Anlagestratege Christian Kahler von der DZ Bank ist noch skeptischer für die europäischen Börsen gestimmt. Er spricht 2020 sogar von einem "Murmeltiermarkt" für den Dax, den er auf Jahressicht letztlich seitwärts laufen sieht. Zum Jahresende prognostiziert er für den Dax 13 200 Punkte, nach einem Rückschlag bis auf 13 000 um die Jahresmitte herum. Für den EuroStoxx 50 rechnet er mit 3700 Punkten. Die Risiken für die Weltwirtschaft blieben hoch, woran auch die ultra-expansive Geldpolitik der EZB nichts ändern werde.

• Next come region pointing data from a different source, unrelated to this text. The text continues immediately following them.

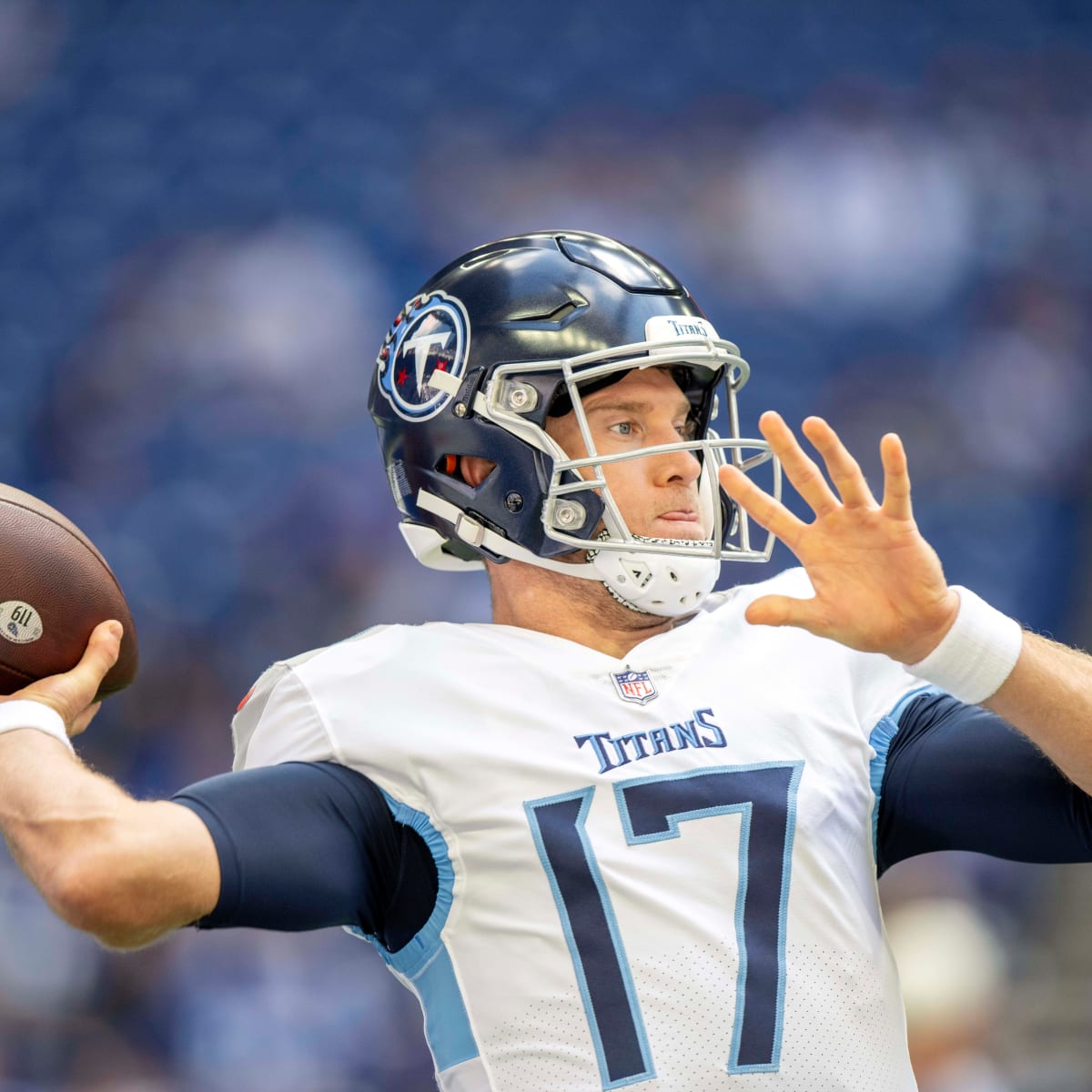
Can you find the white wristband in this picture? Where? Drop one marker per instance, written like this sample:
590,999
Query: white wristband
25,713
976,655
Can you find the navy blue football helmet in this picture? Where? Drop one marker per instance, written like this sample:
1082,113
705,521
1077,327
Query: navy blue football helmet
512,333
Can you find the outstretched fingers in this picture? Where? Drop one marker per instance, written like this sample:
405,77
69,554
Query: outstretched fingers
895,479
844,469
760,506
806,476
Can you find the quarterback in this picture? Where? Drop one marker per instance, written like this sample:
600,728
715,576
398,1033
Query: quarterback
628,834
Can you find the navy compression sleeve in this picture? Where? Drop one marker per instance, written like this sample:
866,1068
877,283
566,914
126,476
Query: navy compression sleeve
960,778
306,845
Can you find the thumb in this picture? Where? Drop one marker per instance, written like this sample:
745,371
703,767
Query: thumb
782,611
72,693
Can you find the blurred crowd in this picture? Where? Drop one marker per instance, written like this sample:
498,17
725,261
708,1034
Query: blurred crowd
208,214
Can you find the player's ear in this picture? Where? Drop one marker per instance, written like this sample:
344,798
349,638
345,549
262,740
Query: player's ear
475,470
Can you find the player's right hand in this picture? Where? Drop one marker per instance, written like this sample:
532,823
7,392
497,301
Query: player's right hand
72,694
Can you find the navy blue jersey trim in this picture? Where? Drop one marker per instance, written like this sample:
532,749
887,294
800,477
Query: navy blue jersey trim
305,845
960,778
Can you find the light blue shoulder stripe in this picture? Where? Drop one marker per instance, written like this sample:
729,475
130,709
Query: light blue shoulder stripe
425,960
880,738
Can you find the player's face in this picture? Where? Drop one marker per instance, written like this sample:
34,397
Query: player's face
658,495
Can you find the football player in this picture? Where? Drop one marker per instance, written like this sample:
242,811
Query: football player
629,834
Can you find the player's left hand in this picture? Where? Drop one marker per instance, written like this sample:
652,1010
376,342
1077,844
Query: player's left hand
878,584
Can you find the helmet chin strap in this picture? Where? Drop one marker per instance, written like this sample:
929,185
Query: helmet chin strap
655,583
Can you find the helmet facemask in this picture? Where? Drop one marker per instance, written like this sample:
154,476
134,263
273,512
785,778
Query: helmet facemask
656,576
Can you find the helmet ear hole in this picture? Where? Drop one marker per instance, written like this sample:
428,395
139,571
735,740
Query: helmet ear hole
470,470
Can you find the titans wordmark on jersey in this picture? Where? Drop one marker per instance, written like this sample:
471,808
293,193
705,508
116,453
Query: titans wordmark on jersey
675,893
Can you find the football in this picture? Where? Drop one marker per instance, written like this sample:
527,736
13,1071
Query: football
55,588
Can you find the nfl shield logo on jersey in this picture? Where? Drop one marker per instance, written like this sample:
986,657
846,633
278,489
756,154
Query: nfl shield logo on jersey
634,686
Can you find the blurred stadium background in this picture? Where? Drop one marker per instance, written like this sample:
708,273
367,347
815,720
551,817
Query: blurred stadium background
208,214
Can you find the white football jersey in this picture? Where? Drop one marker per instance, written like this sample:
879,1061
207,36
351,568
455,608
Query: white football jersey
655,872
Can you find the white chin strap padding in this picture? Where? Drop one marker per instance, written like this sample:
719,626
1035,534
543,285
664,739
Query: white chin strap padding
656,583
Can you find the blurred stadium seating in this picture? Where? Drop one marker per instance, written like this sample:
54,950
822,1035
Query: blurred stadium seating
208,213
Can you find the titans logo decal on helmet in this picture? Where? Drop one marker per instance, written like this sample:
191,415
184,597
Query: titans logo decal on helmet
431,333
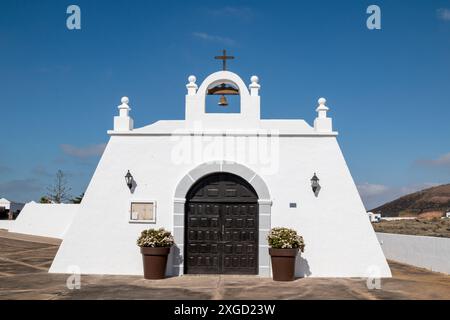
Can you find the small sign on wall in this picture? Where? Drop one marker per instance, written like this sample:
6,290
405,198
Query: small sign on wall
143,211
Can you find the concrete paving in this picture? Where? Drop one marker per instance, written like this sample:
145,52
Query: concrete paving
24,262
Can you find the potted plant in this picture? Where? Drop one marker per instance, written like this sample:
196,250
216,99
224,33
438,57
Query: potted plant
155,247
284,245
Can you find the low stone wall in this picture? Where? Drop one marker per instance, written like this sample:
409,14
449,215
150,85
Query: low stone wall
426,252
45,220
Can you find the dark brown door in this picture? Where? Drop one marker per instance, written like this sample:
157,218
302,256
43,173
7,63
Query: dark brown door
221,226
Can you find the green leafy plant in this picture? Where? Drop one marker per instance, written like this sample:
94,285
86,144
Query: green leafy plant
284,238
155,238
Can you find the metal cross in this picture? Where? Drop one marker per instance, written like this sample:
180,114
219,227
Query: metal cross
224,59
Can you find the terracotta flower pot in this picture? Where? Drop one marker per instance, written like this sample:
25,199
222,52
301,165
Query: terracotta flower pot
155,261
283,263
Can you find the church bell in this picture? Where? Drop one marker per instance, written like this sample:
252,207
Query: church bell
223,101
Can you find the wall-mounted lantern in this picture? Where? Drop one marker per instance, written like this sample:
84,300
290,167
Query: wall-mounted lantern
315,184
129,180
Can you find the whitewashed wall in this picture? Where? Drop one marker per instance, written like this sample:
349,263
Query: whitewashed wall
46,220
426,252
6,224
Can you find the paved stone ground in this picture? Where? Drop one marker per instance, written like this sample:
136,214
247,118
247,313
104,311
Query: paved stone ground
24,261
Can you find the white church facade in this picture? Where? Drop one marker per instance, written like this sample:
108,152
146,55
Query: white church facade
219,182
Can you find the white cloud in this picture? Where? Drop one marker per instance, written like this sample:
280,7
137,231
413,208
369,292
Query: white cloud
21,189
443,14
244,13
212,38
83,152
441,161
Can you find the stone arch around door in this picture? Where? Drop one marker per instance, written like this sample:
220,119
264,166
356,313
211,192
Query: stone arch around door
264,210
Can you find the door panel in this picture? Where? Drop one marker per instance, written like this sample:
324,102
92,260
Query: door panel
221,226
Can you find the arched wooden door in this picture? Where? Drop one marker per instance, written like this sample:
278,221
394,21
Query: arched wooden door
221,226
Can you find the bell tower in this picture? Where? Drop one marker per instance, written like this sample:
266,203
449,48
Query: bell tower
223,83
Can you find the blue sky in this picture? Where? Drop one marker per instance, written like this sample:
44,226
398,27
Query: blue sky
388,89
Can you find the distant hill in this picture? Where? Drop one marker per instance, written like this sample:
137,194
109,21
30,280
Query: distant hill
435,199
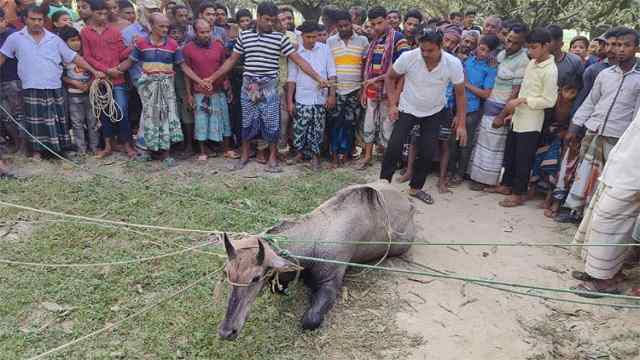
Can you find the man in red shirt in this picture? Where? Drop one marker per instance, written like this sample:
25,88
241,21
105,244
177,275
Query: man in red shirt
104,49
204,57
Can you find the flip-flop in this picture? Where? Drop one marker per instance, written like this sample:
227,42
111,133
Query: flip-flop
589,290
363,166
169,162
423,196
510,203
274,169
239,165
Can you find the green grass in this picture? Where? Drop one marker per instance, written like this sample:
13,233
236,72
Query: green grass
361,326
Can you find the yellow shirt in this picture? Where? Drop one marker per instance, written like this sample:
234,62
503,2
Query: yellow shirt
540,88
284,67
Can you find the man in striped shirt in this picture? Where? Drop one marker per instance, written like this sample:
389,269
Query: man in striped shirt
349,51
261,48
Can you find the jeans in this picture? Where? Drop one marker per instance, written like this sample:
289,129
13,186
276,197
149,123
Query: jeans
429,130
121,96
460,155
519,155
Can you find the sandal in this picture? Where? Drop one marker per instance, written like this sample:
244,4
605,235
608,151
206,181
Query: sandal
474,186
510,203
169,162
273,168
590,290
456,181
363,166
423,196
238,165
231,154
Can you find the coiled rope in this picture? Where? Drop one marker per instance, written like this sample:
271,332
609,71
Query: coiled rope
102,101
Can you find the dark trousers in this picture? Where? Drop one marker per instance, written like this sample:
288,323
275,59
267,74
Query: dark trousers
429,128
460,155
519,154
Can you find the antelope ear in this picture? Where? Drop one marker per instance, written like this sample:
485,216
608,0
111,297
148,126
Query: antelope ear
282,265
231,252
260,255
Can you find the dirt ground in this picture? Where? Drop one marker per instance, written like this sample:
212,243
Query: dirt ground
466,321
459,321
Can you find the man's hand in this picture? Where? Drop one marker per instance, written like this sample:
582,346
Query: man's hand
513,104
113,73
394,114
291,108
363,98
461,135
571,137
331,102
190,102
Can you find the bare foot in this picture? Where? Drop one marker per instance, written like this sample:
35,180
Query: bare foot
405,177
443,187
104,153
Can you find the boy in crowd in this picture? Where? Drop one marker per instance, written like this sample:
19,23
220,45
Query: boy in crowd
114,17
480,77
84,12
10,89
78,81
60,19
311,102
539,91
204,56
104,48
349,50
385,48
183,88
127,11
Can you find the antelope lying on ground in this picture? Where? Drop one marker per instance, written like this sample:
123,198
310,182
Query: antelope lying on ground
362,213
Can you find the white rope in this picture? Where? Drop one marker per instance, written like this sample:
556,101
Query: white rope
102,101
120,322
123,262
121,223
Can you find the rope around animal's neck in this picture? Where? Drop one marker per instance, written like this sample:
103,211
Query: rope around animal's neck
103,102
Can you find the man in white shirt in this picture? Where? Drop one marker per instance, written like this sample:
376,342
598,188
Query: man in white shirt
311,101
611,216
427,71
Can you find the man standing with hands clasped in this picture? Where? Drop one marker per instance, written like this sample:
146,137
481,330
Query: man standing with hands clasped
421,100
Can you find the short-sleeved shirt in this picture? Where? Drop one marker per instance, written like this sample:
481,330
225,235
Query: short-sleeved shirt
157,59
9,70
74,72
128,35
47,57
262,51
321,60
570,69
424,91
349,58
218,33
510,73
53,8
400,46
479,74
204,61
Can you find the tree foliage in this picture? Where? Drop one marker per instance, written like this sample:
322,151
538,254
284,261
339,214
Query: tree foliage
582,15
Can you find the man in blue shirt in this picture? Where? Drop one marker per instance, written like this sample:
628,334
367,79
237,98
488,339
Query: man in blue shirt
10,88
480,77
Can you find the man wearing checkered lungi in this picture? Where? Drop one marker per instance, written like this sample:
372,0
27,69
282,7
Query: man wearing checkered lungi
40,56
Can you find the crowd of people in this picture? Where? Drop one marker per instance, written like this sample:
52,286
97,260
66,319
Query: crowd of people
502,107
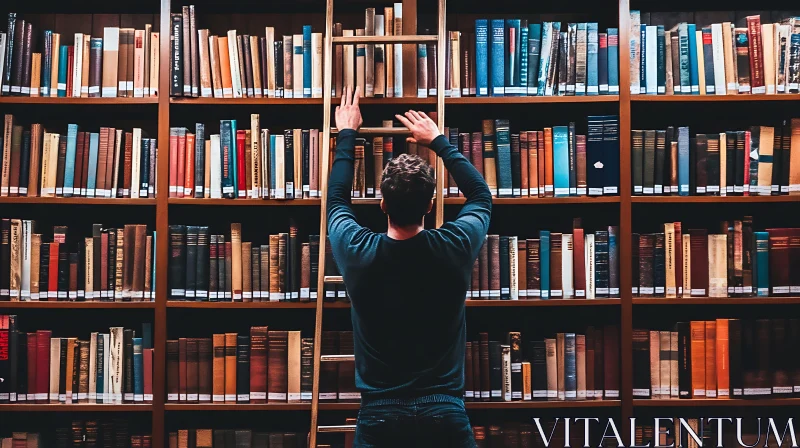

Deutschland mit seiner starken Exportausrichtung sei vom Zollstreit besonders betroffen und werde der weltweiten Wirtschaftsentwicklung erneut hinterherhinken. Ein Einstieg ist laut Kahler daher aktuell nicht ratsam. Im übrigen Europa indes, wo die Unternehmensgewinne solider als im zyklischen Dax wüchsen, könnten bereits investierte Anleger 2020 dagegen zumindest attraktive "Stillhalteprämien" in Form von Dividenden einstreichen.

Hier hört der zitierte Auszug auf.